Now, another feature of blockchain is that it is scattered across millions of small servers. Unlike, a tech giant’s large data center, the localization of data makes it difficult to get data in a lump sum for an attacker. Imagine storing a million dollars in small purses with 1 dollar bill in each wallet. It will drive the robber insane by the time he gets the whole. It is what blockchain does. Cryptocurrencies are already employing it.
Web 3.0 is the next big thing on the anvil. Experts are speculating that it is already happening. As far as one can gather from the concepts, a Web3.0 will be a self-learning internet. It will be like a personal assistant, walking with you. For example, you want to know whether you can get to the office in time through today’s traffic. You ask the browser “how’s the traffic today?”, the browser having a knowledge of the time of questioning and how often you have asked and based on your profile, will not only bring out the traffic conditions and will give you the “best route to the office today.”
The development of semantic technologies can further make Web3.0 intelligent. But to make it the instrument of data protection, it is essential to base this technology on the blockchain logic. The real blockchain logic will ensure that we carry our data as locally as possible. The peer to peer review system will keep the users alert of the data block building. However, some of the challenges in the integration of these technologies are :
- How to locate and build small servers?
- How the protocols can be redefined to enable the data access
- How to regulate malicious contents on terrorism, national security etc.

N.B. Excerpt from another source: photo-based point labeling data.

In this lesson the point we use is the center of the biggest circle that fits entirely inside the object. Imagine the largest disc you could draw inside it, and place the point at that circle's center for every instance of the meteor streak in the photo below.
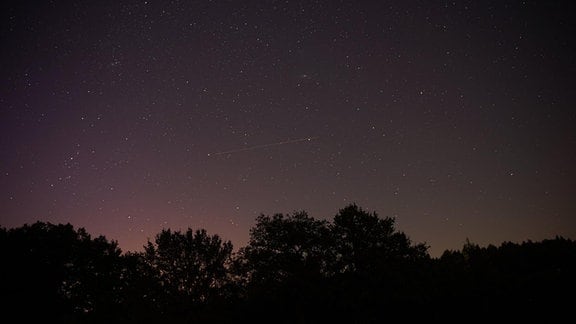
(256, 147)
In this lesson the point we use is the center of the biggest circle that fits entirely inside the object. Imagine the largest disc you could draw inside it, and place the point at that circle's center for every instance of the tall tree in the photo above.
(191, 267)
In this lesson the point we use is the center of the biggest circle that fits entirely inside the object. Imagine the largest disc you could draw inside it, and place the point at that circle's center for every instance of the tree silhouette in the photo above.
(295, 269)
(54, 271)
(285, 246)
(191, 268)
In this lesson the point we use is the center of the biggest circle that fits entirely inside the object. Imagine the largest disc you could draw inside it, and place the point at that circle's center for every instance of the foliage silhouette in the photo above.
(295, 269)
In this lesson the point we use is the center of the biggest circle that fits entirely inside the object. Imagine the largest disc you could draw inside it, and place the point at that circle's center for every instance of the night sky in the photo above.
(126, 117)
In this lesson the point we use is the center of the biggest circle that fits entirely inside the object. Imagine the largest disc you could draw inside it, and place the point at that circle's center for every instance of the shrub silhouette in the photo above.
(295, 269)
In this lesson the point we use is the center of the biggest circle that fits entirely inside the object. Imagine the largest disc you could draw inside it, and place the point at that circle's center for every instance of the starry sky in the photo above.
(125, 117)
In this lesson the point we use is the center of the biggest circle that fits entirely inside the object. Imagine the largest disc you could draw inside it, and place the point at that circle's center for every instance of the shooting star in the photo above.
(257, 147)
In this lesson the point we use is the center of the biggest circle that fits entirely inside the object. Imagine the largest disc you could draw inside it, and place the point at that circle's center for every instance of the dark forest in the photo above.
(356, 268)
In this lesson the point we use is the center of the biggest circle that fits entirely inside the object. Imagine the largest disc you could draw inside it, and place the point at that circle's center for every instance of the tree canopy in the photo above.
(295, 268)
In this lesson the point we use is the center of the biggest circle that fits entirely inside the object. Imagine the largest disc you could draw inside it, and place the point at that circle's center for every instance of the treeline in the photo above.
(295, 269)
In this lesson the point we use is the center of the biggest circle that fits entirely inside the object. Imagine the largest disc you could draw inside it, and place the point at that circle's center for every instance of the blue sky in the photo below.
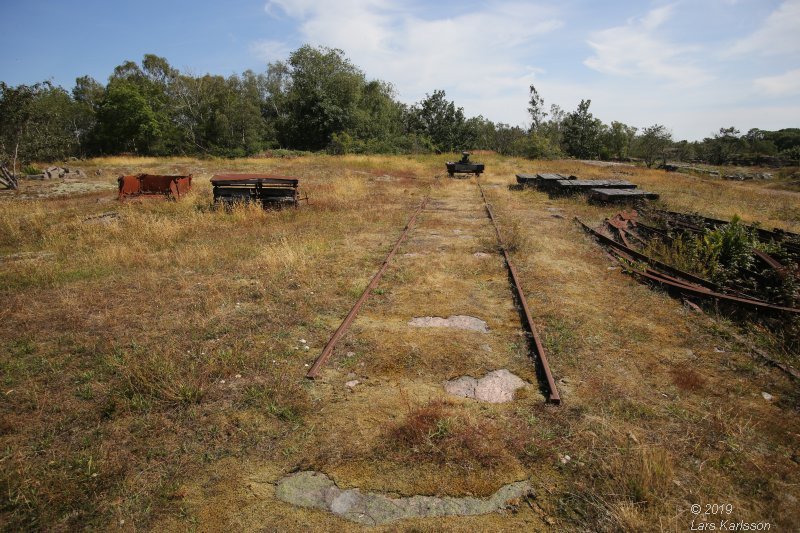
(694, 66)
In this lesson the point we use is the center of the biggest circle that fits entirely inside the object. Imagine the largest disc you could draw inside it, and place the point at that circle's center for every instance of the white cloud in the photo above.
(481, 54)
(785, 84)
(778, 34)
(635, 50)
(268, 51)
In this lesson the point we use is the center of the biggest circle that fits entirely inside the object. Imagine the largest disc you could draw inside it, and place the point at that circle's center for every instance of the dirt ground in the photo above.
(152, 363)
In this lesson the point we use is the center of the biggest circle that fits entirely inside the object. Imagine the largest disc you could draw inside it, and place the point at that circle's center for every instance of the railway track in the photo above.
(535, 347)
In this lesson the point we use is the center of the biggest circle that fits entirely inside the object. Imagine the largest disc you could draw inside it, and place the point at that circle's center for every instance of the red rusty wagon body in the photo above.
(153, 184)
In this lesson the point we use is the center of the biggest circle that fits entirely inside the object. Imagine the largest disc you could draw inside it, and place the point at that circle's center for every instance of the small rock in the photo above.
(455, 321)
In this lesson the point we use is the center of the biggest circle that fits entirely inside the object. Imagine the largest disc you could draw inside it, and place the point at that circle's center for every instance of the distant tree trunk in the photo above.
(14, 165)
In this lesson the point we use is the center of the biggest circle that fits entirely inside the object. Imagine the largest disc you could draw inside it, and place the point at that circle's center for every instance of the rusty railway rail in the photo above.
(552, 392)
(675, 281)
(313, 372)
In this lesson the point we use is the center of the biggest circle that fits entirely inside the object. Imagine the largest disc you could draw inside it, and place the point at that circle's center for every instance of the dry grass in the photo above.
(151, 366)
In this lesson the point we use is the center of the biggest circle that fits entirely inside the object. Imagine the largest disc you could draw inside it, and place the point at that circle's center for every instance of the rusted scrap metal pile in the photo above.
(153, 185)
(598, 191)
(464, 166)
(625, 236)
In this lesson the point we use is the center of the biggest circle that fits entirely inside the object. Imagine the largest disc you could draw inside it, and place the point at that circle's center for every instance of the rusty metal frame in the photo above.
(673, 284)
(313, 372)
(553, 396)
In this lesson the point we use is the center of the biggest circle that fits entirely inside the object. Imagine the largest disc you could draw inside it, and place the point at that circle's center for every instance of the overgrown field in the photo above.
(152, 359)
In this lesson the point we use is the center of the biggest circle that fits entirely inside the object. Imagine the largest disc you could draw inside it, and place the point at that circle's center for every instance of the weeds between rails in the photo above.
(547, 382)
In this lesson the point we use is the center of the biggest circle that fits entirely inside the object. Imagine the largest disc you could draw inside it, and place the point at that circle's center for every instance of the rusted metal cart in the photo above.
(464, 166)
(154, 185)
(268, 190)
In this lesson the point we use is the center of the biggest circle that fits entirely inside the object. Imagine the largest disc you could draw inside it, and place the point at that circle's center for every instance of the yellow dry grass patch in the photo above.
(162, 352)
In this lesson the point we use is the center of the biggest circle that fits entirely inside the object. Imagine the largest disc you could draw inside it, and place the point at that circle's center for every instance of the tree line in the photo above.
(316, 100)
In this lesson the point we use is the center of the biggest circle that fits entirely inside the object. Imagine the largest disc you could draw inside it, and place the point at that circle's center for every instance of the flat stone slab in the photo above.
(317, 491)
(456, 321)
(498, 386)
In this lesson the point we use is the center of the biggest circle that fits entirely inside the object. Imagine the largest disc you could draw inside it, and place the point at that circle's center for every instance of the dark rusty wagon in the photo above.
(464, 166)
(266, 189)
(154, 185)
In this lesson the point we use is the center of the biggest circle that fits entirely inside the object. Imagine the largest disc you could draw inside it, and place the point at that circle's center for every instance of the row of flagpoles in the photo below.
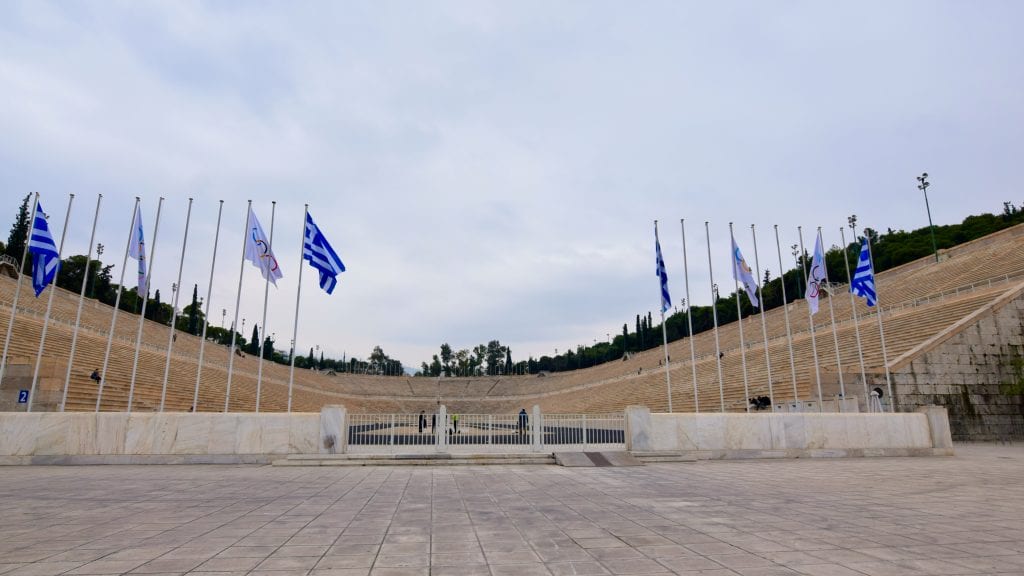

- How to share costs of building servers between individuals, government and private entities, without compromising data ownership?
While many of the challenges are at the political level, some of them have real technical constraints. For instance, how will two different blockchains interact with each other with localized data? Scalability and interoperability still need a technological alternative. In spite of the limitations blockchain and Web3.0 opens up the first real possibility of protecting data. The future looks prospective with strides in blockchain development.